Working class upheaval on the Ashland stage

Darleen Ortega | 9/29/2015, 12:50 p.m.
It often takes a generation or more before we can grapple very honestly with our most complicated stories, especially if ...
Stephen Michael Spencer (from left), Jack Willis and Tramell Tillman perform in ‘Sweat,’ a dramatic new play that centers on the upheaval that comes to a union town when working class jobs disappear because of new economic realities. ‘Sweat” runs through the month of October at the Oregon Shakespeare Festival in Ashland. Jenny Graham

It often takes a generation or more before we can grapple very honestly with our most complicated stories, especially if they involve people at the margins, or people who aren't in a position to control the dominant narrative. It takes even longer if the marginalized are the protagonists of the story. Think of how long it took, for example, for someone to make a feature film with Martin Luther King Jr. as its protagonist; how much longer will it be before we begin to see more plays and films that delve honestly into the experiences of, say, black schoolchildren in the segregated South, or undocumented immigrants in the era of fences at the U.S. border?

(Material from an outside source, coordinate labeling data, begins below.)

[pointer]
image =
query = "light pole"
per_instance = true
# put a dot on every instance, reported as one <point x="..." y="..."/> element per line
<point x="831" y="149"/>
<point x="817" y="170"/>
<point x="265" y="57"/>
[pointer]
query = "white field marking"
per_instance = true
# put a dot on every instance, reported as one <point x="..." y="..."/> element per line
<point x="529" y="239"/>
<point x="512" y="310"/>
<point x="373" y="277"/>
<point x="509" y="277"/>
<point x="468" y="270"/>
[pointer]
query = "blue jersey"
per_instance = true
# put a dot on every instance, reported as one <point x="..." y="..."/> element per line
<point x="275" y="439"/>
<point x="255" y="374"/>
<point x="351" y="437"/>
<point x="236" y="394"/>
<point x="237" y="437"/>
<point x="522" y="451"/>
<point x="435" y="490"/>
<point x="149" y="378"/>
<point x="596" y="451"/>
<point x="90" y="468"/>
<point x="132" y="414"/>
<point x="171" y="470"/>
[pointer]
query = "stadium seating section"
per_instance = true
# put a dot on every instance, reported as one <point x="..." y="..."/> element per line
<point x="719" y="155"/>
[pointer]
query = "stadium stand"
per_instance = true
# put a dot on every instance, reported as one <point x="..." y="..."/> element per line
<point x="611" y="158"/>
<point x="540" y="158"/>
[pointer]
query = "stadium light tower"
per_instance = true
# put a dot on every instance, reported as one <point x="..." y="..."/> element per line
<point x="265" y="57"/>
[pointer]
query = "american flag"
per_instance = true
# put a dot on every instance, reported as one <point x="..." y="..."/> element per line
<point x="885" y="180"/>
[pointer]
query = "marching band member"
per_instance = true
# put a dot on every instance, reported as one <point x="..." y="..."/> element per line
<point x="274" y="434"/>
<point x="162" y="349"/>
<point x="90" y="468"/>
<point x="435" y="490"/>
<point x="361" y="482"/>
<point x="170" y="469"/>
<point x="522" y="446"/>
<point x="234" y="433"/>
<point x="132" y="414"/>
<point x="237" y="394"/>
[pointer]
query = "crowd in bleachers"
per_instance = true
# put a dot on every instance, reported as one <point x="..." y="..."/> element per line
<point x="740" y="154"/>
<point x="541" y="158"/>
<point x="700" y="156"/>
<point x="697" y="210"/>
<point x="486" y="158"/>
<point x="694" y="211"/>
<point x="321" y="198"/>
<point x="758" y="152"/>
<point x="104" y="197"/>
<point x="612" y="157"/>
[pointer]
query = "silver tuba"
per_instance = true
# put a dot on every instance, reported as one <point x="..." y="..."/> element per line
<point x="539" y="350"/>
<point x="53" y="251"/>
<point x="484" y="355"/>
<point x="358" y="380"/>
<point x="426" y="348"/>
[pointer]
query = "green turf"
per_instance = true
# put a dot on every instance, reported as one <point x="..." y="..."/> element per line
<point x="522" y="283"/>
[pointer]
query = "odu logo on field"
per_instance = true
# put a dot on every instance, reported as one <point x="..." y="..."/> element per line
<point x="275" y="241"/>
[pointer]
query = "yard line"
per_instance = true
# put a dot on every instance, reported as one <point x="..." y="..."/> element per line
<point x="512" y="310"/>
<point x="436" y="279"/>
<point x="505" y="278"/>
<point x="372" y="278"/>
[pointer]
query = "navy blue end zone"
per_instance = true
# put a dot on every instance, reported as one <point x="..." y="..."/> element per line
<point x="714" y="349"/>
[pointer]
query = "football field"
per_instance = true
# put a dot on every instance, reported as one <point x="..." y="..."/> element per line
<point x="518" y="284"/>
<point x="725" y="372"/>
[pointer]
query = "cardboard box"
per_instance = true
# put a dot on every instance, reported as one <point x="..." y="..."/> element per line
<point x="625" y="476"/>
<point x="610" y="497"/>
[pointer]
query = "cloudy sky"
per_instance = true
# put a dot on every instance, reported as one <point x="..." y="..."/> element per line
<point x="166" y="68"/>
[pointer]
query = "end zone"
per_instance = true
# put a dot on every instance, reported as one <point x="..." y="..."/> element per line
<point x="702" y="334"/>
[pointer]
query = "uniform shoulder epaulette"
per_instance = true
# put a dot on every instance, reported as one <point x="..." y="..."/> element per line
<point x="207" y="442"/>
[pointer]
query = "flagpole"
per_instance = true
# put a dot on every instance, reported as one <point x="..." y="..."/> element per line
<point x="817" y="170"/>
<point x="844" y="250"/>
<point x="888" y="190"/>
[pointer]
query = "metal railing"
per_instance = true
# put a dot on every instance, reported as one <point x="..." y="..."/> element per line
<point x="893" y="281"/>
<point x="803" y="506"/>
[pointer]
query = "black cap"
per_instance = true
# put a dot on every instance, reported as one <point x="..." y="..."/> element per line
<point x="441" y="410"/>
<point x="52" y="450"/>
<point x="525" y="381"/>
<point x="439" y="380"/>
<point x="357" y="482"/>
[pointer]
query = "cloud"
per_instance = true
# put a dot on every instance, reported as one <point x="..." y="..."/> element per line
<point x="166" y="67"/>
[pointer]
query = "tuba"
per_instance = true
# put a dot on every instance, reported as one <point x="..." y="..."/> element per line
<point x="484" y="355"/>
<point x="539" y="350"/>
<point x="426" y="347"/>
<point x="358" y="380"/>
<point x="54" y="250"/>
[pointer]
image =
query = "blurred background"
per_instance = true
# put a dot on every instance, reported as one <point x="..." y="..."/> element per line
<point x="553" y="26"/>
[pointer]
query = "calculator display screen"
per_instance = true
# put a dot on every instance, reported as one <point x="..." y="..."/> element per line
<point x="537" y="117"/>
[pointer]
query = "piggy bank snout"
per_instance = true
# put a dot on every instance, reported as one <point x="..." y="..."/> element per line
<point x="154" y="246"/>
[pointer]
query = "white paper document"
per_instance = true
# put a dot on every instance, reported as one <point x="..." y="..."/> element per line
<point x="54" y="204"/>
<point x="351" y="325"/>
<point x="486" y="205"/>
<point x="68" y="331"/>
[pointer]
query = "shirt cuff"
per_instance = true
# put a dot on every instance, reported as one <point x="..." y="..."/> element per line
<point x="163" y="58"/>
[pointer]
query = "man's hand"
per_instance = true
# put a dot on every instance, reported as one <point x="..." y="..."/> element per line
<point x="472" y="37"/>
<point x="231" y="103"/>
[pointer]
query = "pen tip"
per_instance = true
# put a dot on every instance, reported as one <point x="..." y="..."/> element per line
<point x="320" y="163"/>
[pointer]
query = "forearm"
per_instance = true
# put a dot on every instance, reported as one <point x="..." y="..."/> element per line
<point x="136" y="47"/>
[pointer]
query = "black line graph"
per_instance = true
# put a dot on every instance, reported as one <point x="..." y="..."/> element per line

In many ways, we are still in the middle of the so-called economic restructuring at the center of "Sweat," Lynn Nottage's new play currently experiencing its world premiere at the Oregon Shakespeare Festival in Ashland -- and that is part of why it feels so bold. Commissioned as part of OSF's American Revolutions program, supporting new plays that focus on moments of change in American history, "Sweat" is set in the rust-belt community of Reading, Penn., formerly a manufacturing stronghold where a union card was the ticket to a solid living and middle-class respect, however modest. Now, however, Reading is one of the very poorest cities in America, with more than 40 percent of its residents living below the poverty line in the aftermath of the North American Free Trade Agreement (NAFTA). "Sweat" explores some of how that transformation has been experienced by working class people, whose lives have changed course dramatically.

The play is constructed around an ensemble cast -- three middle-aged women who have worked in a particular factory for more than 20 years; the sons of two of the women, beginning what they fully expect will be the basis for a solid living if they want it; a bartender who worked for decades in the same factory before becoming injured on the job; a man who has been locked out of his factory job for an extended period; a probation officer; and a young man who hasn't been able to break into the union. The play moves back and forth in time between 2008, after two of the characters have served time in prison, and 2000, before all of the characters felt the impact of the NAFTA shifts.

Like many Americans, I have a passing awareness of economic upheaval over the past 15 years or so, as manufacturing jobs have increasingly moved overseas. But the specifics have largely escaped me; they are definitely not the focus of the dominant news stories. Nottage's new play goes there -- and not from the vantage point of folks with any say in such matters. Having spent two years engaging with members of the Reading community, Nottage has built a story around characters who begin (mostly) as friends, and end up at odds -- but like the rotating set of this play, she circles these stories. The play's movement swirls like a cyclone; in the beginning we know things went bad but we don't know how and don't understand the relationships between these characters. As we swirl back and forth in time and through the shock of lock-outs and increasingly draconian moves from management, we get a sense of the crisis closing in. When we finally reach the conflict that changes the life trajectory of several of these characters, we almost feel the punches ourselves.